A flood of Scottish immigrants arrived here in the 19th century, seeking a better life for themselves and their families. There was even a brief period, between 1860 and 1863, when the Scots outnumbered the English population.
They worked hard, they flourished, and their influence has had, and continues to have, a significant influence across all sectors of our country, including our political leadership – we can count at least six Prime Ministers with Scottish ancestry, including our current Prime Minister. My own grandmother was a McNeil.
As I have asked around the Government House today, I find I am hard pressed to find anyone without some Scottish heritage – indeed I asked my Kaumatua Piri Sciascia, fully expecting that he would say no. ( In addition to his Maori heritage, he is well known to have Italian ancestry on his father's side).

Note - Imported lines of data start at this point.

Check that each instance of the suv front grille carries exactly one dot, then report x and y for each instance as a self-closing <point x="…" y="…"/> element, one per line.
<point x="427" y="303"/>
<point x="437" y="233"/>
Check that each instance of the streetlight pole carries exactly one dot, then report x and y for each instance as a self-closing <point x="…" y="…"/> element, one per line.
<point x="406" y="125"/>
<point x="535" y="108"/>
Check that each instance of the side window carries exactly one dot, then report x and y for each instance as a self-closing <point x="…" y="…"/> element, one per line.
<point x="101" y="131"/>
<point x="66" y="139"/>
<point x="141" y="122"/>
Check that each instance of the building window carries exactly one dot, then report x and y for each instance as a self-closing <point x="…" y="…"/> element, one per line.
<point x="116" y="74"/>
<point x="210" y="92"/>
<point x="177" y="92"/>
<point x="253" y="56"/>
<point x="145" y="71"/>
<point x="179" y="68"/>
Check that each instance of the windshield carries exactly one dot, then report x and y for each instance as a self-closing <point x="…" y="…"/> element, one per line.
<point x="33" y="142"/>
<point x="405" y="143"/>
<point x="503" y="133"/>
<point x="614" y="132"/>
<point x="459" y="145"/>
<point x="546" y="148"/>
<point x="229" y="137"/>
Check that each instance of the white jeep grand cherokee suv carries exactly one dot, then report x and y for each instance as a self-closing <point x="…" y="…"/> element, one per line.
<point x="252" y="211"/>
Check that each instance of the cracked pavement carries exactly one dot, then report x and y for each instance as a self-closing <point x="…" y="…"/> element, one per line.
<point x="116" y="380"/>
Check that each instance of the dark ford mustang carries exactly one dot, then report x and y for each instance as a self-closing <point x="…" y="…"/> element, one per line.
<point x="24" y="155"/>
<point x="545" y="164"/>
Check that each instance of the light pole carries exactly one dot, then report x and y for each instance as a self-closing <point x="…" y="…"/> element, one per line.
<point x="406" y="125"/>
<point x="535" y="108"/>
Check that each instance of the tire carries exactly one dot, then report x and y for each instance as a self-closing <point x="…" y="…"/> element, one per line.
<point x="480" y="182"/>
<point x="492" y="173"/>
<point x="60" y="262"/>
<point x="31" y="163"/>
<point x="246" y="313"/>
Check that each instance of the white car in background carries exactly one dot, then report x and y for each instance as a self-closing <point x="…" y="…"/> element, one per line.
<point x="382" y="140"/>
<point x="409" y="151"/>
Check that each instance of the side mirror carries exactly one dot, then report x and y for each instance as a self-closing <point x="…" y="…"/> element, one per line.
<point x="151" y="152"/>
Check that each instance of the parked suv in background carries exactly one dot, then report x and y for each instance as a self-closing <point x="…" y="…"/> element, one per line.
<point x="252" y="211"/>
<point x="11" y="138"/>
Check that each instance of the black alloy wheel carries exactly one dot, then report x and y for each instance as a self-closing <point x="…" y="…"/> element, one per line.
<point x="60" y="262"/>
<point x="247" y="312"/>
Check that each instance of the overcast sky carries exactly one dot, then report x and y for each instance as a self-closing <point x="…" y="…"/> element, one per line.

But he proudly assured me that on his mothers side he is a descendent of Captain Jock McGregor who immigrated to Whanganui, and who famously saved a local chief’s daughter from Te Rauparaha’s warriors by hiding her in a mainsail. He later married her.
In this 125th year since women achieved the right to vote, we must acknowledge that the Scots enthusiasm for education, particularly for women, no doubt contributed to the growth of the Women’s Suffrage movement in this country. Our most famous suffragist – Kate Sheppard – spent her early years in Scotland where her uncle was Minister of the Free Church in Nairn.
In the 21st century, New Zealand is privileged to be one of the most diverse populations in the world. We increasingly see this as a source of strength, and our complex identities are reflected in celebrations of diverse cultural traditions.
Scots heritage is plain to see in Otago and Southland, and evident in the number of New Zealanders who play in the more than 80 pipe bands through the country, wear kilts on formal occasions – or enjoy Highland Dancing and Scottish Country Dancing.
Whether or not you have Scots ancestry, I can see you all enjoy dancing with other enthusiasts, as well as the benefits of vigorous exercise.
Speaking of vigorous exercise, I must point out that I am wearing this sash in acknowledgment of my MacNeil ancestry, not because I have any expertise in Scottish Country Dancing.
I am very happy to be on the side-lines this evening – unlike all of you, who I imagine are itching to get started.
So I won’t hold up proceedings any further.
Welcome again, and please enjoy your evening.